The model of any process demonstrates its functionality and is useful for its study and analysis. For example, the Turing machine is a model for computation. However, the random-access machine (RAM) model is close to the architecture of serial processing and the parallel RAM (PRAM) model is close to parallel processing. These models are time tested and are the basis of computer science and engineering development. Technology advancements have had a tremendous impact on serial processing speed. Now, communication time (with memory) far exceeds central processing unit (CPU) processing.
The viewpoint presented in this article suggests a new model that also accounts for communication time. In a typical case of the addition of two 32-bit words, the energy needed to communicate with global memory is many thousand times more than what is required to compute the addition, which indicates that communication complexity is dominate to computational complexity.
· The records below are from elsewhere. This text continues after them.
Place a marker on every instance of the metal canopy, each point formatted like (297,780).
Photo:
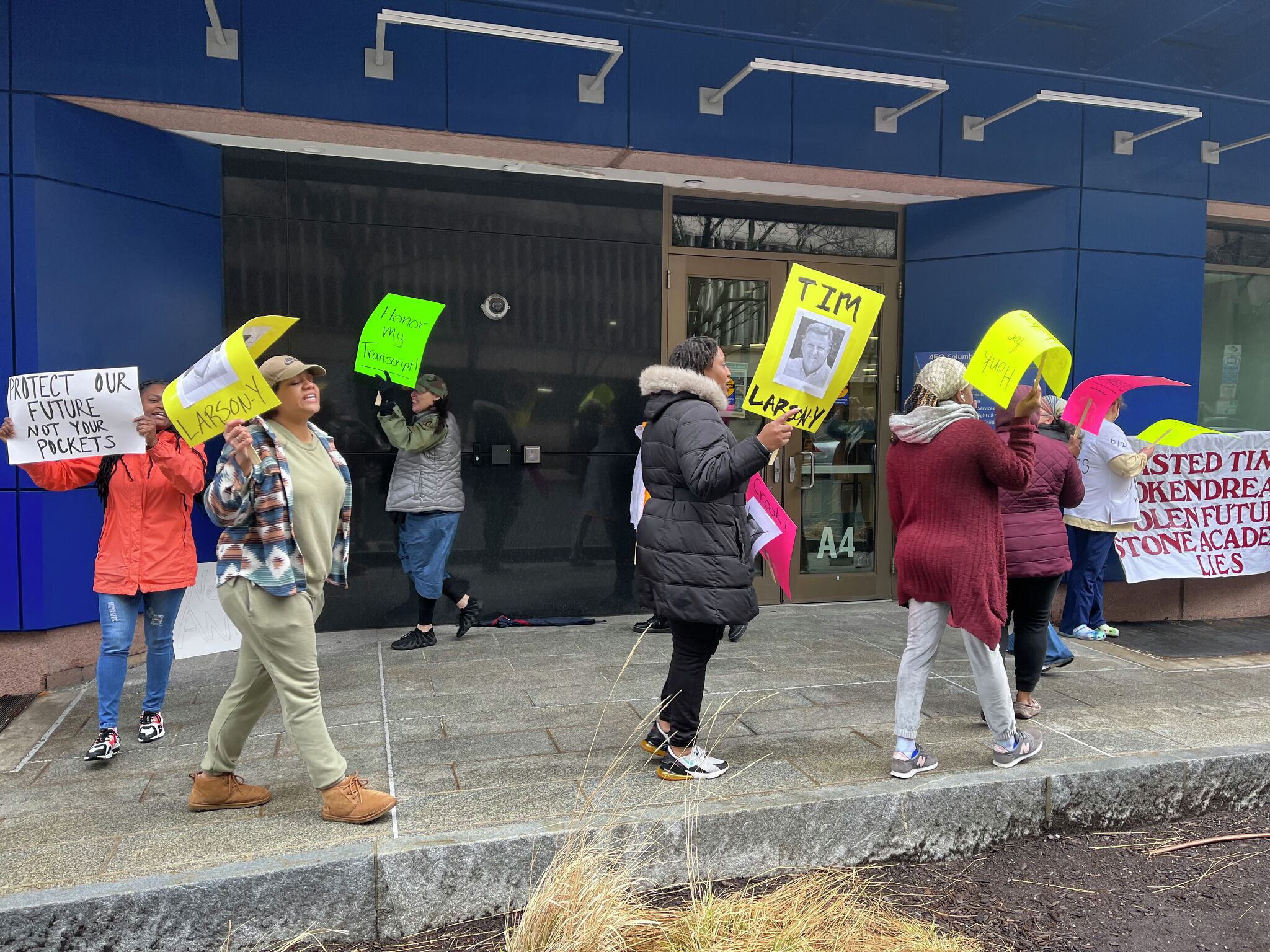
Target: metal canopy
(591,87)
(710,99)
(1122,144)
(1208,46)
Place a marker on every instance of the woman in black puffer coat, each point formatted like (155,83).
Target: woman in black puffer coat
(694,547)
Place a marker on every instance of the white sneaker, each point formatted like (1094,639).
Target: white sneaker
(694,765)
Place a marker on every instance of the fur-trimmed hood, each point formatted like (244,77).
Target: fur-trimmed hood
(660,379)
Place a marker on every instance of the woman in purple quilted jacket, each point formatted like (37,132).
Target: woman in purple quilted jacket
(1037,552)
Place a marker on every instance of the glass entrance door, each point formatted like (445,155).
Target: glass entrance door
(835,483)
(831,483)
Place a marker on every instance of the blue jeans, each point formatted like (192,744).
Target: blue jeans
(118,624)
(1083,604)
(424,547)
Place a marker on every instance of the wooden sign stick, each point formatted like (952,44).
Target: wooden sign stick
(1160,439)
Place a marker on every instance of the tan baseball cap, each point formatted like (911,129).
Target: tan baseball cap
(285,367)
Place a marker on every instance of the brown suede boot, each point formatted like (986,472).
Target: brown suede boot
(225,791)
(353,801)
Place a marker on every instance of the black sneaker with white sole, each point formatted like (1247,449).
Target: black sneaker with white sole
(104,747)
(414,639)
(1026,746)
(920,762)
(150,728)
(468,616)
(695,764)
(655,625)
(654,744)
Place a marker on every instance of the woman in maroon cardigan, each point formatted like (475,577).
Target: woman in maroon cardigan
(1037,552)
(943,474)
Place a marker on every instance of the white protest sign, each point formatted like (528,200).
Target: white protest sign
(1206,511)
(202,626)
(762,527)
(73,414)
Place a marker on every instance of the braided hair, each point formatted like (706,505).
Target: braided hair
(920,397)
(106,471)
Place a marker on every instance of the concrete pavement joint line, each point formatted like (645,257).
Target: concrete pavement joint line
(388,741)
(50,731)
(492,868)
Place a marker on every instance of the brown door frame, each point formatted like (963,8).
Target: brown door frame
(788,474)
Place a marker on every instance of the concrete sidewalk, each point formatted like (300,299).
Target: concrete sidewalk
(508,728)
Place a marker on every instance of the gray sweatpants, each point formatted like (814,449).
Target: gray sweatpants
(926,624)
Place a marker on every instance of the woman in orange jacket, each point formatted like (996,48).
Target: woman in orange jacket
(145,559)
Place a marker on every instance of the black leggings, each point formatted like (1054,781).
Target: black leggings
(1029,602)
(451,588)
(695,644)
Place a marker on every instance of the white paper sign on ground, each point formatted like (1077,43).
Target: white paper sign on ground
(202,626)
(74,414)
(1206,511)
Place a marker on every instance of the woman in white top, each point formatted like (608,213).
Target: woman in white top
(1110,467)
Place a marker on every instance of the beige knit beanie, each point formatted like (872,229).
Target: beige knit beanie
(943,377)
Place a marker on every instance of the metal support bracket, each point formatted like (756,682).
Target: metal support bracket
(221,43)
(1210,152)
(710,98)
(1122,143)
(591,87)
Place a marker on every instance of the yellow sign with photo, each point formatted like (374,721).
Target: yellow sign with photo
(821,332)
(225,385)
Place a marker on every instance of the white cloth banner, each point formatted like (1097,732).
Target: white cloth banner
(638,490)
(202,626)
(73,414)
(1206,511)
(762,527)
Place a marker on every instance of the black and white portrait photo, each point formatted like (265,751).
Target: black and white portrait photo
(812,353)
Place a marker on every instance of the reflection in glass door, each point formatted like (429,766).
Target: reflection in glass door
(833,487)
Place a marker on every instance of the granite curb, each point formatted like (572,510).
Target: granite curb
(397,888)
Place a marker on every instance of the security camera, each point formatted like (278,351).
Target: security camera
(495,307)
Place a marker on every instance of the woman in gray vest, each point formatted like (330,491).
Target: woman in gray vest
(427,490)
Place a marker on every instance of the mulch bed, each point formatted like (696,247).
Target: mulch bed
(1104,891)
(1053,894)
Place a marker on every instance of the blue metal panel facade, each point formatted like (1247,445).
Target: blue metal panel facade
(1127,300)
(149,50)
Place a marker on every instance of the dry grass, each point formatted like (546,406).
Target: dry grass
(588,903)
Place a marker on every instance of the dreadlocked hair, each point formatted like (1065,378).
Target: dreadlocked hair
(106,471)
(920,397)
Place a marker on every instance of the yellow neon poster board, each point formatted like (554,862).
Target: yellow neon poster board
(225,384)
(1171,433)
(819,334)
(1013,345)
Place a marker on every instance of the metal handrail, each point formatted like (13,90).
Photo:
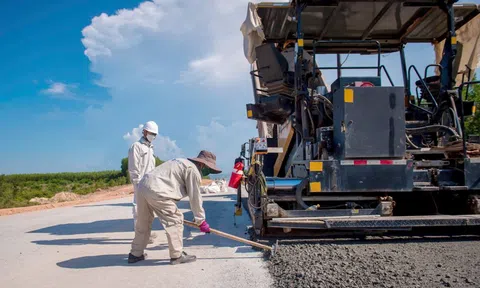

These latter complexities are termed as energy complexities, because energy consumed is closely related to clock cycles spent. It is said that, in some cases, communication complexity can be improved via proper design decisions of whether to store the intermediate results or recompute using perceptron networks.
However, the complexity needs of computation do not arise in every situation, for example, in user interface (UI) design, but also in other situations like training neural networks and optimization and simulation problems. The accounting of both computational and communication complexity is important.
There is a lot of concern about energy complexity. In 2018, data centers around the world consumed about one percent of the global electricity, and the figure may rise to three to 14 percent by 2030. This scenario signifies the need for an accurate model of computation so that more efficient algorithms can be picked for any given problem.
Overall, this interesting article focuses on important questions that may lead to a new, multidisciplinary research domain.